Unruh Civil Rights Act Claim
The court dismissed the Unruh Act claim for lack of statutory standing.
To establish standing under the Unruh Act for online businesses, a plaintiff must show three things. It must allege it (1) visited the business’s website, (2) encountered discriminatory terms, and (3) intended to use the business’s services.6
The RNC did none of these things. The RNC did not use Gmail to send its emails and was not a Gmail customer. The RNC appeared to argue that sending emails to Gmail addresses somehow made it a user of Gmail’s services, but the court rejected this theory. Gmail’s spam filtering is a service provided to Gmail users (the recipients), not to external senders.
Unfair Competition Law (UCL) Claim
The UCL claim for injunctive relief failed on different grounds.
To obtain injunctive relief under the UCL, a plaintiff must show a threat of continuing misconduct. The RNC alleged the email diversion stopped in October 2022.
Without evidence of ongoing or the threat of future misconduct, California law does not permit injunctive relief.7
This is precedent, right?
The court designated this as a memorandum disposition marked “Not For Publication.” This indicates the court viewed the outcome as controlled by existing precedent without raising novel legal issues. This means that the decision can be cited for its persuasive value but is not binding precedent.
Practical Implications for Email Marketers
This case highlights a couple of important points for email senders:
First, spam filtering is fundamentally a service provided to and for the benefit of recipients, not senders. Mailbox providers design these systems to protect their users from unwanted mail not to help senders increase their “signal strength.” Courts are unlikely to treat these providers as common carriers with obligations to deliver all mail regardless of content or sender reputation.
Second, the outcome of spam filtering decisions depends on multiple factors. The A/B testing results in the underlying district court case demonstrated that nearly identical emails can receive very different treatment. This suggests algorithmic variation rather than intentional discrimination. Email marketers should focus on authentication, permission, engagement metrics, and content quality rather than assuming filtering decisions reflect bias.
Moving Forward
The RNC indicated it is evaluating all available options, but the standing issues identified by the court present significant obstacles to any future litigation strategy. For email marketers, this case reinforces that spam filtering is here to stay, and the legal system is unlikely to treat it as a public utility service.
Focus instead on the practices that improve deliverability. Implement proper authentication protocols including SPF, DKIM, and DMARC. Monitor your sender reputation through feedback loops and intelligent monitoring.

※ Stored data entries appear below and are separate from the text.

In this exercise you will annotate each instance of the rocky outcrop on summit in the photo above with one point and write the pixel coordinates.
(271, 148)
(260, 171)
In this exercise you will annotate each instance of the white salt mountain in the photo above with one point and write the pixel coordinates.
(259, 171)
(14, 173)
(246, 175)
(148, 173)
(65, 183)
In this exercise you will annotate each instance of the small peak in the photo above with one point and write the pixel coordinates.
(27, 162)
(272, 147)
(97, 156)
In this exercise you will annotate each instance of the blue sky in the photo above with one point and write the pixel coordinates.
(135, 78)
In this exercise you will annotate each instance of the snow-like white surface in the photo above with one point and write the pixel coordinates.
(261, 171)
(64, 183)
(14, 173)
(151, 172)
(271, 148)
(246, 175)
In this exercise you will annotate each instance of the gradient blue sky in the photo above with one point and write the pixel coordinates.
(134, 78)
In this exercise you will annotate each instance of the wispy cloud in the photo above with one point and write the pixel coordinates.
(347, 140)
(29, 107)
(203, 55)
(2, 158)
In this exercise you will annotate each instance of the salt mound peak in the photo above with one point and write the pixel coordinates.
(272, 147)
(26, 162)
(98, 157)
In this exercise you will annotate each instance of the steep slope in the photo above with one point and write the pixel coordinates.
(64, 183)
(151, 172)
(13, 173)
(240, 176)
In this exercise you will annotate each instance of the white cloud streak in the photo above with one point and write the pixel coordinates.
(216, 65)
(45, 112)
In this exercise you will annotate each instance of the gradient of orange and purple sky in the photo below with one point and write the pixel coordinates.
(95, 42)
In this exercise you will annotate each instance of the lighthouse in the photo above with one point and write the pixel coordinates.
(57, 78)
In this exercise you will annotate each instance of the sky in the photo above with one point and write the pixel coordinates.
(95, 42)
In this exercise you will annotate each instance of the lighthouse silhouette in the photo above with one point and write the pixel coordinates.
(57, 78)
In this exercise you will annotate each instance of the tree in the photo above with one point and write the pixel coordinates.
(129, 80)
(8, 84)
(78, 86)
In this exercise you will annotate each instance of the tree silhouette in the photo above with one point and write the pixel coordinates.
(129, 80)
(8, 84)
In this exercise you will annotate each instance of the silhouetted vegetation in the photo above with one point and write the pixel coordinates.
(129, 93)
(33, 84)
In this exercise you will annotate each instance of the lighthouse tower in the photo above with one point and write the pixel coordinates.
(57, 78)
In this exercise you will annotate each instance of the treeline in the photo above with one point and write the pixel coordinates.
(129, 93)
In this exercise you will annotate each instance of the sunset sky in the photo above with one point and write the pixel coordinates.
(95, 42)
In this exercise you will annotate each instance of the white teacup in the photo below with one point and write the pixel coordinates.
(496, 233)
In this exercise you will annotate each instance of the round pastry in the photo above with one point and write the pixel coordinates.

Most importantly, maintain engagement with subscribers who actually want to receive your messages. These technical and operational practices provide far more reliable deliverability outcomes than litigation strategies.
Footnotes
- Republican Nat’l Comm. v. Google, Inc., No. 24-5358, (9th Cir., Jan. 16, 2026), https://cdn.ca9.uscourts.gov/datastore/memoranda/2026/01/16/24-5358.pdf. ↩︎
- Hillel Aron, News, Republican National Committee Strikes out at Ninth Circuit in Case against Google, Courthouse News Service, https://www.courthousenews.com/republican-national-committee-strikes-out-at-ninth-circuit-in-case-against-google/ (last visited Jan. 19, 2026). ↩︎
- Republican Nat’l Comm., at 2. ↩︎
- Id. ↩︎
- Id. ↩︎
- Id. at 4 (citing White v. Square, Inc., 7 Cal. 5th 1019, 1032 (2019)). ↩︎
- Id. at 5 (citing Sun Microsystems, Inc. v. Microsoft Corp., 188 F.3d 1115, 1123 (9th Cir. 1999)). ↩︎
Legal Disclaimer
This post discusses a recent court decision and its potential implications for email marketing practices. This information is provided for educational purposes only and does not constitute legal advice. The content reflects analysis of publicly available court documents and news coverage. No attorney-client relationship is created by reading this post. If you need specific legal guidance regarding email marketing compliance, spam filtering, or related litigation matters, consult with a qualified attorney.